Révolutionnaire, le “Real Time Bidding” est en fait un système automatisé qui permet aux acheteurs et aux vendeurs d’espaces publicitaires en ligne de se rencontrer virtuellement pour passer des ordres en temps réel, à l’instar d’une place boursière traditionnelle. Ciblant l’internaute jugé pertinent pour telle ou telle campagne, le RTB détermine donc le prix d’une bannière sur le Web en fonction de sa taille, du site choisi et surtout du profil du consommateur qui la verra en théorie sur son écran. Bref, on ne remplace pas vraiment la stratégie médias, mais on utilise davantage la stratégie data, ces précieuses données individuelles qui ne cessent de se reproduire sur le Web.

Apparue aux Etats-Unis il y a trois ans déjà, la nouvelle tendance publicitaire du RTB gagne peu à peu à l’Europe et pourrait, à terme, révolutionner le petit monde des agences médias en Belgique. Car on ne parle plus ici d’espaces publicitaires online réservés des jours ou des semaines à l’avance pour un plan de campagne classique, mais bien de bannières personnalisées vendues à l’annonceur le plus offrant par des robots, en moins de 120 millisecondes top chrono.

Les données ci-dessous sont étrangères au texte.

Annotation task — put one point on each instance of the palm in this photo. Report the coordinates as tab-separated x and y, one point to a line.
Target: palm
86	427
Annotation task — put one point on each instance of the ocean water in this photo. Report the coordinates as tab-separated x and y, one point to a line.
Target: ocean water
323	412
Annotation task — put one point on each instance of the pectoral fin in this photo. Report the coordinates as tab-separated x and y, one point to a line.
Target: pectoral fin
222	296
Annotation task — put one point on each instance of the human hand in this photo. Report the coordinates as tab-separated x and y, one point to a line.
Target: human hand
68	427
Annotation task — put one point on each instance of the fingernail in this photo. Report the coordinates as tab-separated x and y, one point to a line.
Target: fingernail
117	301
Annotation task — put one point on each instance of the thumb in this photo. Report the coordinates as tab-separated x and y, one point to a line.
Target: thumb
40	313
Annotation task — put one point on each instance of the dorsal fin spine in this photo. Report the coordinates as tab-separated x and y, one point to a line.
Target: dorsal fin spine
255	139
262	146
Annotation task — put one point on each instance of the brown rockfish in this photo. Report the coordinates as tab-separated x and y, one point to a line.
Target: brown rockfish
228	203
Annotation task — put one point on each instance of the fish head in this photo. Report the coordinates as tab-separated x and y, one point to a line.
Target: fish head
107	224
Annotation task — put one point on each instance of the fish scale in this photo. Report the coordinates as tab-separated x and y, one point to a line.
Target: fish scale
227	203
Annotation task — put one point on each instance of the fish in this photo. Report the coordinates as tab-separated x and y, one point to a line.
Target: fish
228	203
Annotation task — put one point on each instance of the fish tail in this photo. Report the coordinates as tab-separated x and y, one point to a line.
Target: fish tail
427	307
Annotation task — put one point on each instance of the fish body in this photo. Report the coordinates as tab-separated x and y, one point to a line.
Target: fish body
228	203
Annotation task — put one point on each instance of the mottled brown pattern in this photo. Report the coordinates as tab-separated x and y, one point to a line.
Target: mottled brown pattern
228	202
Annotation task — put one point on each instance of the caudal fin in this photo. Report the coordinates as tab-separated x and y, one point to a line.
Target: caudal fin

Evidemment, il n’y a rien de “magique” là-dedans : “On est en plein dans le ‘machine to machine‘ avec des enchères automatisées selon des scénarios prédéfinis par l’homme, explique Benoît Michielsens, managing director du trading desk belge Amnet, filiale de l’agence Aegis Media. Ces outils appartiennent à des tiers qui fournissent la technologie aux agences et aux éditeurs de sites Web avec l’objectif de simplifier et d’automatiser les procédures d’achats d’espaces publicitaires, tout en offrant une très grande flexibilité puisque le RTB permet aux annonceurs d’affiner un plan media en temps réel et donc d’être dans une logique de sur-mesure.”

Tendance de fond

Pionnier du “Real Time Bidding” sur la marché belge, la plateforme Amnet a vu le jour en juillet 2012 et occupe désormais cinq personnes à temps plein. Elle gère dans son portefeuille une petite quarantaine de clients parmi lesquels on trouve notamment ING, General Motors, VOO, Telenet ou encore KPN, premier client historique de ce trading desk avec la marque Base. Depuis, d’autres agences médias implantées en Belgique comme Havas, Mediabrands, GroupM ou encore ZenithOptimedia ont développé leur propre plateforme digitale de RTB, à côté de plus petites agences indépendantes comme Point Blank ou Pervorm Belgique.

S’il n’existe pas encore chez nous de statistiques fiables évaluant la part réelle du “Real Time Bidding” dans l’offre publicitaire belge, les spécialistes du secteur estiment toutefois qu’elle doit actuellement couvrir entre 12 et 13% de notre marché digital. En revanche, aux Etats-Unis, le RTB représenterait déjà 20% des investissements publicitaires en ligne (soit un marché évalué à près de 3,5 milliards de dollars) et il pourrait même engloutir un tiers de l’offre à l’horizon 2017, selon le bureau d’études américain Forrester Research.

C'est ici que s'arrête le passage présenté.